Vienna Blood: The Devil’s Kiss. Television Review.

Liverpool Sound and Vision Rating * * * * *

Cast: Matthew Beard, Jürgen Maurer, Astrit Alihaidaraj, Christoph Bittenauer, Heinz Arthur Boltuch, Amelia Bullmore, Haymon Maria Buttinger, Josef Ellers, Stipe Erceq, Larissa Fuchs, Lucy Griffiths, Simon Hatzl, Miriam Hie, Conleth Hill, Brigitte Karner, Charlene McKenna, Dajana Rajic, Robert Reinagl, Bernhard Schir, Florian Teichtmeister, Raphael von Bargen.

Not every case has a satisfying ending, not all police investigations conclude in a success for law and order, and in that dichotomy, it offers the armchair detective to hone their skills, to pit their wits against what could be seen as incompetence of the higher echelons of the force, or as in the tale of The Devil’s Kiss, the second episode of the highly rated Vienna Blood, the weight of history playing its part in the lead up to the death of a Europe that had been uneasy itself for over a century.

The way history is taught today, or rather learned by the impatient, is at times akin to absorbing by bullet point, as long as you know the date of an event, if you can grasp for example who assassinated whom, who won, who was defeated, then you will have a chance of winning a small fortune on any weekday afternoon quiz show. History though is not about the event, it what leads up to it, the prologue, and the knowledge that certain moments could have seen history altered if the appropriate action had been taken.

The Devil’s Kiss sees psychologist Liebermann and Detective Rheinhardt, played with exquisite charm by Matthew Beard and Jürgen Maurer respectively embroil themselves in history’s path as the spectre of nationalism comes face to face with the call for imperialism as the years walk inevitably to the moment where Archduke Franz Ferdinand and his wife Sophie, Duchess of Hohenberg was assassinated by the student Gavrilo Princip.

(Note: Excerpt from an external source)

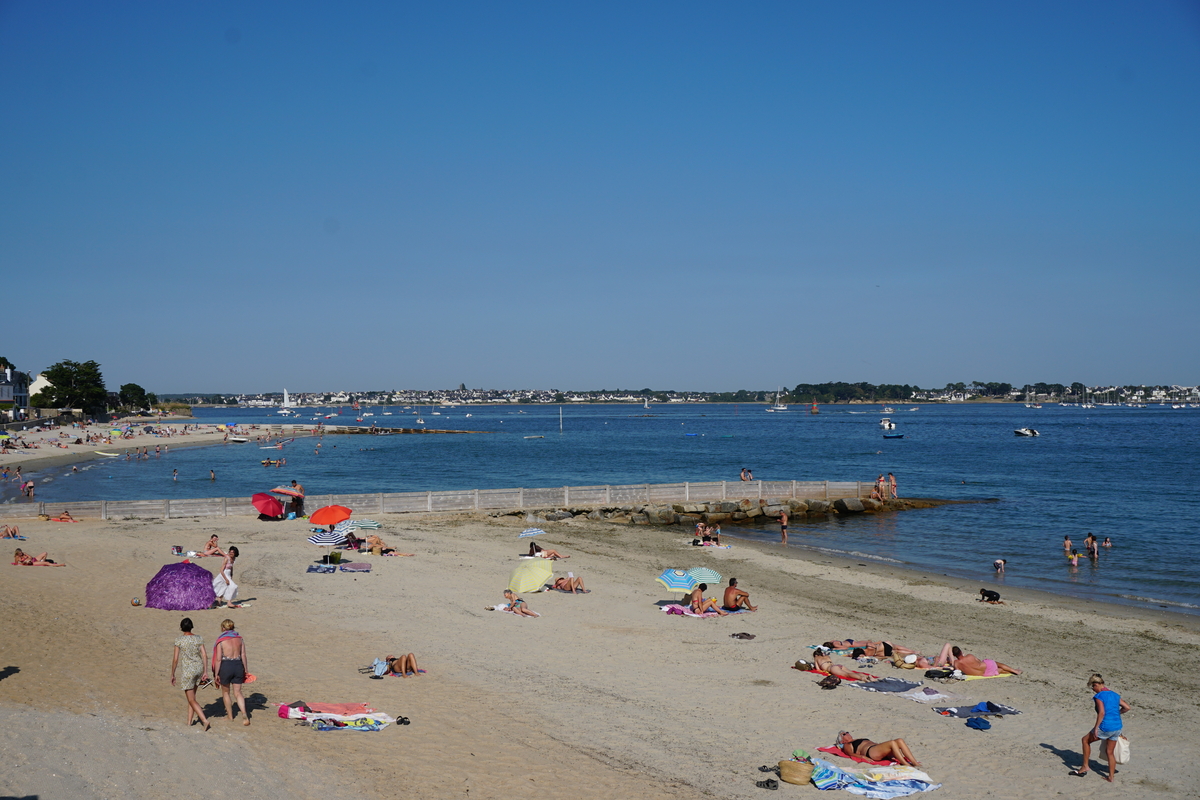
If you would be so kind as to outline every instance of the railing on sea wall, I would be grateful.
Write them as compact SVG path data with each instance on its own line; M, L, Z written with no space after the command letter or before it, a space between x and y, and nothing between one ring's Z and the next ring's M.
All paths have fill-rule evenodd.
M457 489L443 492L324 494L305 498L308 510L348 506L356 516L428 513L432 511L504 511L526 508L579 508L639 504L707 503L715 500L837 500L869 497L874 484L862 481L708 481L704 483L635 483L627 486L555 486L541 489ZM248 497L183 500L88 500L82 502L17 502L0 505L0 519L55 516L70 511L77 518L183 519L188 517L255 516Z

What the 90-minute episode shows with determined introspection in the direction of Robert Dornhelm and the screenplay adaption by Steve Thompson, is the drama of confusion, that all the best laid plans of the police is only ever as good as the people who lead the investigation; when professional jealousy gets in the way of catching a would be killer, when a policeman’s head is turned, then the suspect has every chance of getting away with their elaborate plan.

The episode shows with considerable weight that even the most educated and well-informed of people can be taken in when their duty is flattered, when they are made to feel as though their protection is required, and in the scenes where Liebermann understands how he has been taken in by a seemingly innocent witness, is one of sheer television sophistication, of brutal reality.

A serial that deserves much more than attention, a piece of television that is cultured, skilled in its delivery, and not afraid to show that officialdom often finds itself at odds with the psyche of humanity, from start to finish The Devil’s Kiss is one to savour.